Integration test confirms login endpoint accepts valid credentials and rejects invalid ones.

**Tasks** (tests first, then implementation):
- [ ] Write tests: `auth.service.spec.ts` covering hash generation, hash comparison, invalid inputs
- [ ] Write tests: `auth.controller.spec.ts` covering login success, login failure, missing credentials
- [ ] Implement: `auth.service.ts` - password hashing utilities
- [ ] Implement: `auth.controller.ts` - login endpoint
- [ ] Verify: `npm test -- auth` passes

Be Thorough

• Read entire files, not partial content
• Verify facts through code investigation
• Follow import chains to understand dependencies

Be Interactive

• Get buy-in at each step
• Allow course corrections throughout
• Present options rather than dictating

Be Skeptical

• Research user claims before accepting
• Cross-reference multiple sources
• Challenge assumptions with evidence

Exit Conditions Are Blocking Gates

Exit conditions are mandatory gates that must pass before advancing to the next phase. They are not advisory - they are requirements.
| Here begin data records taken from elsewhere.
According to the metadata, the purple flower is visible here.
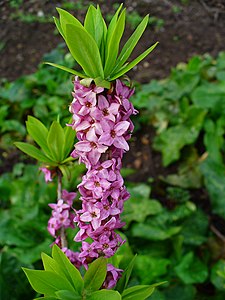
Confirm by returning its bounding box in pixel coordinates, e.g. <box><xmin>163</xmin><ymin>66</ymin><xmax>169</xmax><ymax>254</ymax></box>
<box><xmin>39</xmin><ymin>167</ymin><xmax>52</xmax><ymax>183</ymax></box>
<box><xmin>103</xmin><ymin>264</ymin><xmax>123</xmax><ymax>289</ymax></box>
<box><xmin>99</xmin><ymin>121</ymin><xmax>130</xmax><ymax>151</ymax></box>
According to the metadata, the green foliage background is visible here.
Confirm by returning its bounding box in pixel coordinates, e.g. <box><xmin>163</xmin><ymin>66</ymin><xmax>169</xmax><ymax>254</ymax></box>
<box><xmin>0</xmin><ymin>46</ymin><xmax>225</xmax><ymax>300</ymax></box>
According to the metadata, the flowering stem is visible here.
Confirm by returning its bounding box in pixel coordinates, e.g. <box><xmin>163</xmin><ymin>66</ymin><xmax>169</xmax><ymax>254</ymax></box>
<box><xmin>57</xmin><ymin>169</ymin><xmax>68</xmax><ymax>248</ymax></box>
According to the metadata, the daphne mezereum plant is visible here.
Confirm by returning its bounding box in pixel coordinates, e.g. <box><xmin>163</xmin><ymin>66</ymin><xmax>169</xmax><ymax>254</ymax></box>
<box><xmin>16</xmin><ymin>5</ymin><xmax>163</xmax><ymax>300</ymax></box>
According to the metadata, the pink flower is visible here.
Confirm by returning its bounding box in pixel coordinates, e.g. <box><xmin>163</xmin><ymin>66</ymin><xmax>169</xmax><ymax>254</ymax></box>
<box><xmin>39</xmin><ymin>167</ymin><xmax>52</xmax><ymax>183</ymax></box>
<box><xmin>99</xmin><ymin>121</ymin><xmax>130</xmax><ymax>151</ymax></box>
<box><xmin>103</xmin><ymin>264</ymin><xmax>123</xmax><ymax>289</ymax></box>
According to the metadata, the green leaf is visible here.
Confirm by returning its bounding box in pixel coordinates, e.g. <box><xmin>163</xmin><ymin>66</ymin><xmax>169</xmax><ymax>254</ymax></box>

Three Verification Categories (all must pass):

1. Build Verification - Code compiles and passes static analysis:

   • Build commands (npm run build, cargo build, go build)
   • Linting (npm run lint, flake8, golangci-lint)
   • Type checking (npm run typecheck, mypy, tsc --noEmit)

2. Runtime Verification - Application actually runs:

   • Start command executes without error
   • No runtime exceptions or crashes
   • Services/endpoints become accessible
   • Health checks pass

3. Functional Verification - Correct behavior:

   • Test suites pass (npm test, pytest, go test)
   • Specific feature tests pass
   • Manual verification steps (for human-observable behaviors)

Never skip a category - each phase must have at least one check in each category.

No Unresolved Questions

Do NOT write plans with open questions.

If planning encounters ambiguity:

1. Stop and research further
2. Present options to the user
3. Get resolution before continuing

A plan with "TBD" or "to be determined" sections is incomplete.

Quality Checklist

Before finalizing any plan:

• All relevant code has been read completely
• File:line references are accurate and specific
• Design fits existing codebase patterns
• Phases are incrementally implementable
• Each phase has a Verification Approach section
• Tasks list tests BEFORE implementation
• Exit conditions cover all three verification categories
• No unresolved questions or TBD sections
• User has approved structure and approach
• Tasks bootstrapped with dependencies set
• task_list_id added to plan metadata

Progress Tracking

Progress is tracked via Task tools which persist across sessions. See ADR-0001.

Task Persistence:

• Tasks persist on filesystem between sessions
• Dependencies ensure correct execution order
• Multiple sessions can share the same task list via CLAUDE_CODE_TASK_LIST_ID

Workflow:

create-plan → TaskCreate (all phases) → Outputs task_list_id
                    ↓
implement-plan → TaskUpdate(in_progress) → implement-phase → TaskUpdate(completed)
                    ↓
Resume (any session) → CLAUDE_CODE_TASK_LIST_ID=xxx claude → TaskList shows progress

Project Type Detection

Before writing exit conditions, detect the project type and use appropriate commands. Read references/exit-conditions.md for detection heuristics and per-language templates (Node.js, Python, Go, Rust, Java, etc.).